Darfur made a brief appearance in last Friday’s Vice-Presidential Debate. The moderator asked Joe Biden (D) whether he supported an intervention with US troops. As is customary in presidential and vice presidential debates, Biden side-stepped the question. Instead, he mentioned his 2005 visit to a refugee camp in Chad – “I’ve seen the suffering, thousands and tens of thousands have died and are dying” – and spoke of the need to impose a no-fly zone, as well as ensure that UN peacekeepers get the helicopters they need.
At the least, he seems to have backed away from his earlier position in support of a US intervention.

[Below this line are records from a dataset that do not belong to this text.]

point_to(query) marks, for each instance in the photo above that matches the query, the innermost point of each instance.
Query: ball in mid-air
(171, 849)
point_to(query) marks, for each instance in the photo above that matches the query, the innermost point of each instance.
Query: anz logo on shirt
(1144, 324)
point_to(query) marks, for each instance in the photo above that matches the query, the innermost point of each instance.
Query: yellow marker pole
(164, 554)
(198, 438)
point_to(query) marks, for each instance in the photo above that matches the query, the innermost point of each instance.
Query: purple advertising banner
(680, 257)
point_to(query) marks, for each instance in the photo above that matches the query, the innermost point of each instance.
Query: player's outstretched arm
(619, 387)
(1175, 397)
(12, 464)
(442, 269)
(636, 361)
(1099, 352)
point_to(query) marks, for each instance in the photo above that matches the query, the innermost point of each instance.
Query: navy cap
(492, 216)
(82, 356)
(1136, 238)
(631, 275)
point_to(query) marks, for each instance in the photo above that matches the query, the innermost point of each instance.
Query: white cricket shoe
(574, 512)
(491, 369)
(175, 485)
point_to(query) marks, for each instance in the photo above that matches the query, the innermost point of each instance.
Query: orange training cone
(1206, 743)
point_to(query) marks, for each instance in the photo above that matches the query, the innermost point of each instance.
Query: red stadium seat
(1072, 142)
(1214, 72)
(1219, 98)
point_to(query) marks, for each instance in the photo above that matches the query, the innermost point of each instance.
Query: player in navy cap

In April 2007, he said “I would use American force now”. He did, however, elaborate the outlines of a Biden Doctrine, for when the US should intervene:
“The line that should be drawn is whether we A, first of all have the capacity to do anything about it number one. And number two, certain new lines that have to be drawn internationally. When a country engages in genocide, when a country engaging in harboring terrorists and will do nothing about it, at that point that country in my view and Barack's view forfeits their right to say you have no right to intervene at all.”
Sarah Palin (R) also spoke in favor a no-fly zone, and then detailed how, as Governor of Alaska, she called for the state to divest from Sudan. However, ABC News has questioned just how much she actually supported divestment while in office.
On a final, optimistic note, count on the Sudanese to remind us that both Democrats and Republicans sometimes have more in common than not. After the debate, the Sudanese Foreign Ministry criticized both Biden and Palin for supporting a no-fly zone, saying:
“They know very little about what is going on here. Their statements were meant for local consumption. They had nothing to do with Darfur. [The no-fly zone] would be a very short-sighted move. Curbing the actions of the armed forces would impede the flow of humanitarian aid to Darfur and tie the hands of the government in its efforts to prevent attacks on aid convoys.””
A statement which if nothing else wonderfully mixes the blatantly obvious (local consumption) and the obviously untrue (everything else).
(To see how the Genocide Intervention Network grades Biden on Darfur issues, see here. There’s no similar ranking for Palin, as she’s not in Congress.)